Written by Floriana Milazzo, MPH candidate, Columbia University, New York and the Colonel Carroll A. Ockert Scholar in the 2021 Institute for Public Health Summer Research Program
Last week, I had the privilege of listening to three presentations from alumni from previous Institute for Public Health Summer Research Program – Public and Global Health cohorts. I’ve always felt that my interests in global public health pull me in many directions. I care about epidemiology research; I care about writing; I care about health communication and education. I want a lot of meaningful experiences from my career. Listening to these incredible alumni illuminated how much careers in global health work can pivot with different experiences.
In her presentation, From St. Louis to Kathmandu: My Journey in Global Health, Biva Rajbhandari, MSW/MPH, Brown School ’17 (mentee of Patricia Cavazos-Rehg, PhD, Professor, Department of Psychiatry), discussed the importance of building “critical skills,” such as qualitative research, which can help careers shift with the changing global health landscape. She also emphasized the importance of never saying no, staying grounded, and building connections with mentors. This advice inspired me to continue seeking out directions that spark my interest and being okay with where they take me. Biva also elaborated on how writing can spur change in global health work. I majored in English during undergrad studies, and hearing this reaffirmed my desire to use my love of language to further health equity.

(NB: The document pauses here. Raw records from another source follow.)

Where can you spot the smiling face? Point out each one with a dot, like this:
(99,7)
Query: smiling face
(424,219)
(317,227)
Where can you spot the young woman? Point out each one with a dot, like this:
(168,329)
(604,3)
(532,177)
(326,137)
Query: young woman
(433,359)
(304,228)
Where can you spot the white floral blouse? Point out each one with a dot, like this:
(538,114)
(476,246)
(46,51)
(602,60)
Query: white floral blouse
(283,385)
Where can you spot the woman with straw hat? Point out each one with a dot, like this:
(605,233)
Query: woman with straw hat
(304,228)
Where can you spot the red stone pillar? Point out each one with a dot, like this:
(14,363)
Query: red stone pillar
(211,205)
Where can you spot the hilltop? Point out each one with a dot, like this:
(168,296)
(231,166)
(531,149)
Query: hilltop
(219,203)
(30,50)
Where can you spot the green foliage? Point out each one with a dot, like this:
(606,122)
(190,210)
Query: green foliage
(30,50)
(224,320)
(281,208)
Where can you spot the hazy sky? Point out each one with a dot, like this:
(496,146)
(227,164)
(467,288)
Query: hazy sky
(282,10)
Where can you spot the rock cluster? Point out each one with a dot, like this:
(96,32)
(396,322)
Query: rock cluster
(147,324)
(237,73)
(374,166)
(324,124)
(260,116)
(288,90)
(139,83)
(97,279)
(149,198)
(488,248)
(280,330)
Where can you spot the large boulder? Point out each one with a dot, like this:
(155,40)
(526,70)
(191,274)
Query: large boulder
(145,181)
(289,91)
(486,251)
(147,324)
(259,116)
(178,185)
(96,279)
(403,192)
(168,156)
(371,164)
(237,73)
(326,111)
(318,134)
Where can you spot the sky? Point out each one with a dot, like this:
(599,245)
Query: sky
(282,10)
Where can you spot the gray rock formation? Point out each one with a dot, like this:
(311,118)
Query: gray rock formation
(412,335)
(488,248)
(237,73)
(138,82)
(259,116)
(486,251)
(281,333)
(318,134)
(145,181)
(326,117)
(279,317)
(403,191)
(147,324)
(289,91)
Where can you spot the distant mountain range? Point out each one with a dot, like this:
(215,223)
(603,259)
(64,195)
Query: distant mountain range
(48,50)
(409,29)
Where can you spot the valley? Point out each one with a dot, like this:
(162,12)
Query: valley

Vineet Raman, 2017 cohort, discussed Tribal Health in South India and how his Summer Research Program project on type II diabetes and Medicaid, under the mentorship of Amy McQueen, PhD, associate professor in the School of Medicine, gave him research skills and a network that enabled him to hold a variety of global health positions from obtaining a Fulbright in India to working on COVID responses.
In India, Raman sought to determine whether healthcare expenditures between the Adivasi people and non-Adivasi communities were a result of tribal status and location and how social and geographic isolation came into play. This two-tiered research question underscored the importance of using a systems approach to ask underlying questions about socioeconomic, political and cultural contexts so that our questions accurately portray the problem we wish to understand and perhaps solve.
Finally, Sam Jaros, an epidemiology PhD candidate at Stanford University, described his summer research project on HIV in Ghana, Social Diseases and Social Solutions. His mentor was George Kyei, MD, PhD, MS, and assistant professor at both Washington University in St. Louis and University of Ghana. The research examined how ART coverage for Ghanaians could be increased. Sam reaffirmed that beneath any research question, and fundamental to positive findings, lies the community: people must be central to the questions we ask in global health. Centering on people can mean giving the community an active part in the research (for they are experts in their lived experiences) and befriending—not bypassing—community gatekeepers.
Together, these presentations show that to practice global health research is the willingness to listen to the community, which can take a multitude of forms. I look forward to continuing to pursue work that exists at the intersections of all my interests.